Le Tiers état regroupe ceux qui ne sont pas nobles et ceux qui ne font pas partie du clergé. Il contient donc beaucoup de bourgeois, d'ouvriers, d'habitants des villes.

Le monde rural englobe les paysans ainsi que toutes les autres personnes qui vivent dans des villes de moins de 20.000 habitants environ. Donc beaucoup d'artisans et de commerçants en font partie. Les paysans ne sont pas un groupe homogène. Certains sont agriculteurs, d'autres éleveurs, ou font un peu des deux. Certains ont des terres riches, d'autres des terres pauvres, d'autres aucune terre.

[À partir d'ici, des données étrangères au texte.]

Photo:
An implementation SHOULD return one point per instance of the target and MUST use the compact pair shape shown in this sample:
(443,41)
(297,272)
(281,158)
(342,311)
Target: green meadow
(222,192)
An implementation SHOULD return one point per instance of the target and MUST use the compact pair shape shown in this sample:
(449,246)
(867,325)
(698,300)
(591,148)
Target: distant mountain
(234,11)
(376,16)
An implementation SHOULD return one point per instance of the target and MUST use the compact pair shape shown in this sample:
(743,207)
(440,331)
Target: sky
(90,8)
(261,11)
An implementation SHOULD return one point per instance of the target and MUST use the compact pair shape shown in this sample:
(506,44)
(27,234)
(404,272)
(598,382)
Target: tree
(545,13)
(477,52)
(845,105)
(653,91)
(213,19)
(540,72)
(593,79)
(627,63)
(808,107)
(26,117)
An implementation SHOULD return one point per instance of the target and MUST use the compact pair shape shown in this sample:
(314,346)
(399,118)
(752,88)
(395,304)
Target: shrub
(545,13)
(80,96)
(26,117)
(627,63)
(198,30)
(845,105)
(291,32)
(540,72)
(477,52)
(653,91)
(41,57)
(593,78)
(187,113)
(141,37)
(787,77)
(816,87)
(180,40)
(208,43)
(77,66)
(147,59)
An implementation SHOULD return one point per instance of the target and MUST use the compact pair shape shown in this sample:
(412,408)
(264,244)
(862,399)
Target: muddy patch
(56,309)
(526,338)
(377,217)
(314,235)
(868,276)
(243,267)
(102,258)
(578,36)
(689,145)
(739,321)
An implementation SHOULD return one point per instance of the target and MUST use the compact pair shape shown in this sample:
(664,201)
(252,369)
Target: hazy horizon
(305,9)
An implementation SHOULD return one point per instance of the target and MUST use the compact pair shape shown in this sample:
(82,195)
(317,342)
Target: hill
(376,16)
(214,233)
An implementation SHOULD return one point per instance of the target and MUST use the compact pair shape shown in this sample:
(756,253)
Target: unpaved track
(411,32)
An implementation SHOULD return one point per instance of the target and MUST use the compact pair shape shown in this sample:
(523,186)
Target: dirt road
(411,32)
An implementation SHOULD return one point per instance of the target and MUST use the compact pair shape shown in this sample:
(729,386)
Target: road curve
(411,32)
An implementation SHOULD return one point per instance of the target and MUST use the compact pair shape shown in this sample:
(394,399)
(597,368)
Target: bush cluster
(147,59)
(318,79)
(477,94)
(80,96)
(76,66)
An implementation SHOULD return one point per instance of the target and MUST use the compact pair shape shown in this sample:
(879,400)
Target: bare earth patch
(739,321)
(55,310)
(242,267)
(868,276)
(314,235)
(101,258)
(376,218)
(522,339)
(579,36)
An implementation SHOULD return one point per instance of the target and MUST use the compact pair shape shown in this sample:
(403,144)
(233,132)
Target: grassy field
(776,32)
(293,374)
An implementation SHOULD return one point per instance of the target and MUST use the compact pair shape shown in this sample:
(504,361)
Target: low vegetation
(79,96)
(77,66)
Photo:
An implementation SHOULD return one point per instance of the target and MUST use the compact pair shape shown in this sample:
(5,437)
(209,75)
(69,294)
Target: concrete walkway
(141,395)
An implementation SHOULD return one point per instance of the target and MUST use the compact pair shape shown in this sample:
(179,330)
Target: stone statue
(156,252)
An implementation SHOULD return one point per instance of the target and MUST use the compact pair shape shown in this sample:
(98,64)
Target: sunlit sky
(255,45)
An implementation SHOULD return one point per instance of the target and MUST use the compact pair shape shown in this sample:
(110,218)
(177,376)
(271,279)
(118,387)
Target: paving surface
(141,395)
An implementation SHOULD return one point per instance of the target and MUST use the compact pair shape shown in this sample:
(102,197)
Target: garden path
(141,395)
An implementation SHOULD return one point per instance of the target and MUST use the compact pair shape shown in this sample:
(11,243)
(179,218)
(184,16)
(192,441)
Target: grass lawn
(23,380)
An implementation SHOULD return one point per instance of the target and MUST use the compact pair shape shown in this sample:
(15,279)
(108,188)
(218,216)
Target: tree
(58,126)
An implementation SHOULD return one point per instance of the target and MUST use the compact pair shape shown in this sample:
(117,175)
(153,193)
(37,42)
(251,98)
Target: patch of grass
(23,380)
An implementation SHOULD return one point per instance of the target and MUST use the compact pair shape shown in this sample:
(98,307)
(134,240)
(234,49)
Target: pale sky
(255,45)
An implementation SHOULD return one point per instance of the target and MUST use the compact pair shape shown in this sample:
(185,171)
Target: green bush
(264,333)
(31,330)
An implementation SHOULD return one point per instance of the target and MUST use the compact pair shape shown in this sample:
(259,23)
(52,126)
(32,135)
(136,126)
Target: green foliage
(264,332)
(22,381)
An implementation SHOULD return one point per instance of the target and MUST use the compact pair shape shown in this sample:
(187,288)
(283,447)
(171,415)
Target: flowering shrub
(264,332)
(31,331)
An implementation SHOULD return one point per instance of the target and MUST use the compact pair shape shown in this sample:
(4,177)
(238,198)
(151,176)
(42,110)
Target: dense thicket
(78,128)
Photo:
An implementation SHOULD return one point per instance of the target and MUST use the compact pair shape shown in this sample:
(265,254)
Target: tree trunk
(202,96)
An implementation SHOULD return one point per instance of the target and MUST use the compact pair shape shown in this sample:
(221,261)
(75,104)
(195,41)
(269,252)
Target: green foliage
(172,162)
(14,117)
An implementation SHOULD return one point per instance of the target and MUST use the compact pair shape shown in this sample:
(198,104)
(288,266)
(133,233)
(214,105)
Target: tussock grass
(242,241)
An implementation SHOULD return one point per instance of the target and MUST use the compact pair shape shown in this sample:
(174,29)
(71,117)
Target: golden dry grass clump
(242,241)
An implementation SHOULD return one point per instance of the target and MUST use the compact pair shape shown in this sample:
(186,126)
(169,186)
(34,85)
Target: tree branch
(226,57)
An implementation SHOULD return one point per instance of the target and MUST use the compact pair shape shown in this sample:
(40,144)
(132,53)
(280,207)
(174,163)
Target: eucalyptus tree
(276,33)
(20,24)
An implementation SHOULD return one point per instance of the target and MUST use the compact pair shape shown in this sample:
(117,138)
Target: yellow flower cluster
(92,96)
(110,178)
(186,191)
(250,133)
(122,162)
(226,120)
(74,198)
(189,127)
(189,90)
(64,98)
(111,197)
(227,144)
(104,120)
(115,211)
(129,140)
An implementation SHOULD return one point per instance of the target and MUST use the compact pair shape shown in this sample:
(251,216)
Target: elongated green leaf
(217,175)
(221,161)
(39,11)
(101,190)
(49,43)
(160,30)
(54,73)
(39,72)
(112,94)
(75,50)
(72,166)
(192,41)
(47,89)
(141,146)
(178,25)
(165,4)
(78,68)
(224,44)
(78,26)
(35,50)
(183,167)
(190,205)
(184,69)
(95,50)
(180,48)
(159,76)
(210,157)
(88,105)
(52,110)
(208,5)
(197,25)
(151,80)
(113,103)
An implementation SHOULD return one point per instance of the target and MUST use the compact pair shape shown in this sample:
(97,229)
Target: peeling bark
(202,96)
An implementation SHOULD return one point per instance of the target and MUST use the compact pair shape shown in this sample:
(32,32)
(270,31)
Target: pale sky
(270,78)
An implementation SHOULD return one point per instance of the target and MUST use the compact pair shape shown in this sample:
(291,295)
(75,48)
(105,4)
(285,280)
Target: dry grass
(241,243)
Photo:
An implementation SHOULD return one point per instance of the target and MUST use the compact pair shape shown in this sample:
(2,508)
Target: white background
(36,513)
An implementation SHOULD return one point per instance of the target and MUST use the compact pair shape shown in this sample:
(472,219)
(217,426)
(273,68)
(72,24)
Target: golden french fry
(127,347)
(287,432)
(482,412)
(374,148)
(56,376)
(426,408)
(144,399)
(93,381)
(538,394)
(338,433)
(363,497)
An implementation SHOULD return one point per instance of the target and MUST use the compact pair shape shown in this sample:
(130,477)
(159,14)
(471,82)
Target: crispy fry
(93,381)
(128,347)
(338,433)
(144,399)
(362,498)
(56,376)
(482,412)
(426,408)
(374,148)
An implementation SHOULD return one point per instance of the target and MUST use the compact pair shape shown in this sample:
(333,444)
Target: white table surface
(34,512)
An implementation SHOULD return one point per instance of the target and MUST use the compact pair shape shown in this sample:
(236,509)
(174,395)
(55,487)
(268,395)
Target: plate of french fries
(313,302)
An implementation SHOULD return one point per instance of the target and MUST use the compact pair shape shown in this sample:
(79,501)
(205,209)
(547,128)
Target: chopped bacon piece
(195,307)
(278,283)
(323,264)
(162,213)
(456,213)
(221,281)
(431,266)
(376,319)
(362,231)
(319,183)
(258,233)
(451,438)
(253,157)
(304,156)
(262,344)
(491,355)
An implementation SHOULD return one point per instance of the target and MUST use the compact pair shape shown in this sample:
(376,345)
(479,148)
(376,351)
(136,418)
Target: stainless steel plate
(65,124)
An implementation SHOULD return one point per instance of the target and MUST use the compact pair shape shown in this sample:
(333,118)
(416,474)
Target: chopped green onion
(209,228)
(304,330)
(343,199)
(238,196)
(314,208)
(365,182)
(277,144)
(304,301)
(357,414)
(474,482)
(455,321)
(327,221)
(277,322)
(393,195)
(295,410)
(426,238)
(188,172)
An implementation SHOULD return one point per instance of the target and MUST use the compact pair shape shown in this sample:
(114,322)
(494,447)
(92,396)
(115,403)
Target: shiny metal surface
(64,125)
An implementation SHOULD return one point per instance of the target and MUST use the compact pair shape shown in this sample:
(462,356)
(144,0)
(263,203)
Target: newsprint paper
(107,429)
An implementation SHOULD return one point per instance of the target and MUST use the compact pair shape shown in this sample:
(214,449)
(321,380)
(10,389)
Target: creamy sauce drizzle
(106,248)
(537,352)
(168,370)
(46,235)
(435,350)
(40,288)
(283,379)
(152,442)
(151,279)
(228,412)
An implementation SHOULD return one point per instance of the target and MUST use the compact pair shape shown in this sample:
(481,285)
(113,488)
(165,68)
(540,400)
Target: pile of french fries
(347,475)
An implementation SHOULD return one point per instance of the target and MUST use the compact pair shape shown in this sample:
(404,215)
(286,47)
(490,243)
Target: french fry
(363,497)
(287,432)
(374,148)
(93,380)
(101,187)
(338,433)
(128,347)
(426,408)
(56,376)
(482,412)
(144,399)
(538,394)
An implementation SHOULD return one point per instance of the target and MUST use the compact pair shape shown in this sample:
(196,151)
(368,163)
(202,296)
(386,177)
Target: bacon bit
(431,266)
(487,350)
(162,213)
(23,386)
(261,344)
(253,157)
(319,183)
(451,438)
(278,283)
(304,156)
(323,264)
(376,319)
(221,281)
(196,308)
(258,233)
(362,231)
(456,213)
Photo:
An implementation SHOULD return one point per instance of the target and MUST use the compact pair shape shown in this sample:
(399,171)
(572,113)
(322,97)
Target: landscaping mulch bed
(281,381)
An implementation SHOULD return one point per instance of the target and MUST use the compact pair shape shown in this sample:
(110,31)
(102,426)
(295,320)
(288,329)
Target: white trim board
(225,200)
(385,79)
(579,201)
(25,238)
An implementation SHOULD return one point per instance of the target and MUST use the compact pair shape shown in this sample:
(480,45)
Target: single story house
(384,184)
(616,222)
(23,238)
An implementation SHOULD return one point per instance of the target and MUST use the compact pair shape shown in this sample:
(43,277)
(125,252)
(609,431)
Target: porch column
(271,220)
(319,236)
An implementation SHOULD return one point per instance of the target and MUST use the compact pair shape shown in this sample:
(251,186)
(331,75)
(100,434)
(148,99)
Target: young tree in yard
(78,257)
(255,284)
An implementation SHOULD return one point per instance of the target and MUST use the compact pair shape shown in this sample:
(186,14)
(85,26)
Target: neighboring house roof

Les mots d'une langue ont un sens précis qui est compris par tous les locuteurs de la langue, sinon ils ne pourraient pas s'entendre. Les paysans ne sont pas isolés. Les échanges sont nombreux entre eux et ceux des autres catégories de la population. Ils peuvent lire les mêmes livres et journaux, et écrire des lettres en utilisant les mêmes mots.

Le mot "liberté" peut se comprendre en pensant à son contraire, qui n'est pas obligatoire "l'interdiction", mais qui peut-être plus subtile en étant une contrainte plus ou moins forte, plus ou moins facile à accepter ou à contourner. L'une des causes de la révolution est le souhait de l'abolition des privilèges. Un privilège implique une absence de liberté pour celui qui n'en bénéficie pas.

Un impôt peut être considéré comme une restriction de la liberté comme on s'en rend compte avec l'exemple des péages qui ne sont pas des interdictions totales de circuler, mais qui entrainent forcément une limitation des mouvements.

Le paysan voulait avoir la liberté de vendre sa production comme il le voulait, liberté d'acheter à n'importe quel fournisseur, liberté de chasser et de pêcher, liberté de faire beaucoup de choses en payant moins de taxes, liberté de participer à l'élaboration des lois ou au moins de choisir ceux qui les font, etc.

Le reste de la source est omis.